Google's Chrome is about to get rather in-your-face about HTTPS
More warnings for users, downgrading insecure APIs
Usenix Enigma 2017 Google and Firefox have been key drivers in the quest to get more people using HTTPS online, and starting this week the hammer is coming down.
In a speech at Usenix Enigma 2017, Emily Schechter, a product manager for Chrome security, said that progress on HTTPS adoption was going well – currently over half of the top 100 websites support HTTPS and 44 per cent default to it. However there's still a lot of work to be done, and she outlined future plans.
Chrome is being rolled out and as announced, the browser bar icon for non-HTTPS connections has been changed so users get the written warning: “Not secure.” Google is adding a similar warning box to the autocorrect feature on password form pages and sites asking for login pass phrases and credit card details over HTTP.
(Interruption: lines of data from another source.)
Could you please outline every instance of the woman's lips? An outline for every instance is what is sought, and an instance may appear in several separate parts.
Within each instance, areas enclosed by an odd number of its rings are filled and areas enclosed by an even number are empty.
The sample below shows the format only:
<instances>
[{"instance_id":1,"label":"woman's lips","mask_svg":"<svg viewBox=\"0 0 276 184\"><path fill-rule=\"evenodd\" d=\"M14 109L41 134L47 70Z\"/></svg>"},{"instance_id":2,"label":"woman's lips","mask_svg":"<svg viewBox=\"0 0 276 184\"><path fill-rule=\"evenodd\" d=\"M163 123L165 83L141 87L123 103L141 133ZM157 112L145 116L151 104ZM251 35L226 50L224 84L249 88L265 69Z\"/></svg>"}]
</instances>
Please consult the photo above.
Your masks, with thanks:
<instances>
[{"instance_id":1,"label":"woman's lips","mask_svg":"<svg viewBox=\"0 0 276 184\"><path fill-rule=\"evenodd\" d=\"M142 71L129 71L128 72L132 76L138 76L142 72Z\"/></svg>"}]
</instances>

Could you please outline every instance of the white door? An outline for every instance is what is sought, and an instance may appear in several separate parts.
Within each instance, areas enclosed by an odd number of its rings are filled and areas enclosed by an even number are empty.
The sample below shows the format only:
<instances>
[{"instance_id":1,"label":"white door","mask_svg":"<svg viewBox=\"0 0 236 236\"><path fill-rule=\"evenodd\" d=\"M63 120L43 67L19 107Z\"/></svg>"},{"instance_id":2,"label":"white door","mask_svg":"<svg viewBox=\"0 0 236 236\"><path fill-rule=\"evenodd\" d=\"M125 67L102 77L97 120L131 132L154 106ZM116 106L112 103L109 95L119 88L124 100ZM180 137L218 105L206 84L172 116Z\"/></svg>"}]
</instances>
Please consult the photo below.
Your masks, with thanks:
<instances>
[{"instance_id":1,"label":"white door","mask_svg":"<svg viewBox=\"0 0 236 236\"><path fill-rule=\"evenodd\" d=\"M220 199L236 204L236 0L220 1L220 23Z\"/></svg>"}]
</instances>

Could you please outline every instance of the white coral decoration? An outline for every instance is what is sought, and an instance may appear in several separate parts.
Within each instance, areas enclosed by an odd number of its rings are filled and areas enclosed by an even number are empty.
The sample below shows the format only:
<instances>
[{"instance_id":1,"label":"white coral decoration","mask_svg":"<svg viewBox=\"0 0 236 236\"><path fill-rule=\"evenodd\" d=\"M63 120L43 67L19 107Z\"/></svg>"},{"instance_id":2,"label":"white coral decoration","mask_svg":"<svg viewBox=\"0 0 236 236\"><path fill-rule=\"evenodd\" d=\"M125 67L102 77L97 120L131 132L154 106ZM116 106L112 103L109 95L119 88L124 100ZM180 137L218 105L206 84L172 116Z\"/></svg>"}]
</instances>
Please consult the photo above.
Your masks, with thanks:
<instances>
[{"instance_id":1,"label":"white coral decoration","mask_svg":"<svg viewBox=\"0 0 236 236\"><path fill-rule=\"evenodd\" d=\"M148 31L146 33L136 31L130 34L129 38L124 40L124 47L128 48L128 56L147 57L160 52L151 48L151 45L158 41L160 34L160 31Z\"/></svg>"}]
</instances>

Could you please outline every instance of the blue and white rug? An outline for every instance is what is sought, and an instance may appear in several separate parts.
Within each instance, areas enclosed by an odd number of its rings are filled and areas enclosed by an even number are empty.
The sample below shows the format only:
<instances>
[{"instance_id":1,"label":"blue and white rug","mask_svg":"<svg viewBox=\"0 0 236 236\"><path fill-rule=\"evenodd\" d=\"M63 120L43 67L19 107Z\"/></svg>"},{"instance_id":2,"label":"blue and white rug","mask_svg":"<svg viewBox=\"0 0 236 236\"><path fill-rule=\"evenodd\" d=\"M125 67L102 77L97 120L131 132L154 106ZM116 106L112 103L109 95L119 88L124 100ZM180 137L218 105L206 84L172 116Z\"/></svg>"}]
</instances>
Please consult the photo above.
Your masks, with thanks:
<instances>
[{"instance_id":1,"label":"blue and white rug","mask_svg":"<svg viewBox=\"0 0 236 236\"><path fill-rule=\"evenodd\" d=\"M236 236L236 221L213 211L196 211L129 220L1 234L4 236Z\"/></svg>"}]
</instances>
“We want to avoid warning fatigue for users, but we also want secure connections,” Schechter said.
Firefox has had similar wording in its developer builds for some time now, but Schechter said that in the next stable build of Firefox, similar warning messages will be displayed. The same will be true for later browser builds if necessary.
In addition to encouraging users to switch, Google wants companies on their side. Traditionally businesses have been slow to get on board with HTTPS, due to expensive certifications and problems getting ad revenue and SEO information.
Those problems have eased, she said, with very little price premium (if any) for HTTPS certification – thanks to free Let's Encrypt certs. As for ad revenues, over 80 per cent of Google ad requests now go through HTTPS, with other ad networks showing similar figures. Incidentally, The Register can be viewed over HTTPS, from our forums login to white papers to editorial articles – hats off to our tech team for that.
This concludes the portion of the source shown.